Two MRA-sponsored investigators recently reported on the clinical testing of immune checkpoint inhibitors targeting a pathway known as PD-1 in the New England Journal of Medicine. This therapeutic approach, whose clinical utility was established by the FDA approval of ipilimumab in 2011, has produced promising data in patients with advanced melanoma.
A new study, published by Jedd Wolchok of Memorial Sloan-Kettering Cancer Center and others, evaluated the anti-PD-1 antibody nivolumab alone and in combination with ipilimumab. Of the 53 patients treated with the two drugs concurrently, nearly 50% experienced rapid tumor regression. These results suggest that the combination of nivolumab and ipilimumab may be more effective than either agent alone.
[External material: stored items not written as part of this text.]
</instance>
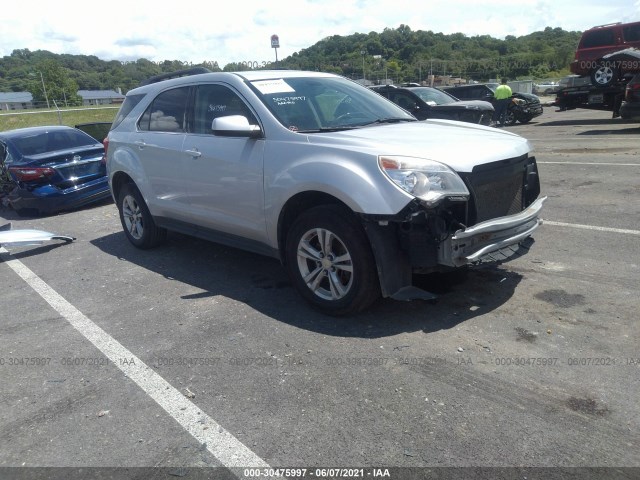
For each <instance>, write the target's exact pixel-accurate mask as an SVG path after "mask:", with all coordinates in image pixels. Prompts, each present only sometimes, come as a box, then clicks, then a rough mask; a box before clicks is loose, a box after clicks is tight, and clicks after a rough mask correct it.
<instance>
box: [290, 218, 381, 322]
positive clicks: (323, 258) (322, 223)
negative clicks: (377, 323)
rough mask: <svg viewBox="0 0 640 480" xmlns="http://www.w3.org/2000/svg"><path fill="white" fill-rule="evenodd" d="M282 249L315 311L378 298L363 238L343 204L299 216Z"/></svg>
mask: <svg viewBox="0 0 640 480" xmlns="http://www.w3.org/2000/svg"><path fill="white" fill-rule="evenodd" d="M285 248H286V251H285V259H286V264H287V270H288V272H289V276H290V277H291V281H292V283H293V285H294V287H295V288H296V290H297V291H298V292H299V293H300V295H302V297H304V298H305V299H306V300H307V301H308V302H309V303H310V304H311V305H312V306H313V307H314V308H316V309H317V310H319V311H321V312H323V313H326V314H329V315H335V316H338V315H347V314H352V313H356V312H359V311H362V310H364V309H365V308H367V307H368V306H370V305H371V304H372V303H373V302H375V301H376V300H377V299H378V298H379V297H380V285H379V282H378V275H377V270H376V264H375V260H374V257H373V253H372V252H371V247H370V245H369V241H368V239H367V237H366V234H365V232H364V230H363V229H362V227H361V225H360V224H359V222H358V221H357V220H356V219H355V218H354V217H353V216H352V214H351V213H350V212H348V211H347V210H345V209H344V208H341V207H338V206H335V205H327V206H320V207H315V208H312V209H310V210H308V211H306V212H305V213H303V214H302V215H300V216H299V217H298V218H297V219H296V220H295V221H294V223H293V225H292V226H291V228H290V230H289V232H288V235H287V241H286V247H285Z"/></svg>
To read more about these findings see, “Nivolumab plus Ipilimumab in Advanced Melanoma.”
Another study, led by Antoni Ribas of University of California, Los Angeles, and other investigators, revealed promising data on the anti-PD-1 antibody lambrolizumab. Of the 135 patients who received lambrolizumab as a single agent, a significant number of patients experienced a response, with a majority of them demonstrating durable responses for more than 40 weeks. In this study, pretreatment with ipilimumab did not appear to affect the response to lambrolizumab. To learn more about this work see, “Safety and Tumor Responses with Lambrolizumab (Anti-PD-1) in Melanoma.”
While more studies are needed to confirm these observations, this early data provides great news for melanoma patients. These results suggest opportunities to adjust the immune system’s surveillance of melanoma and harness it to fight the disease.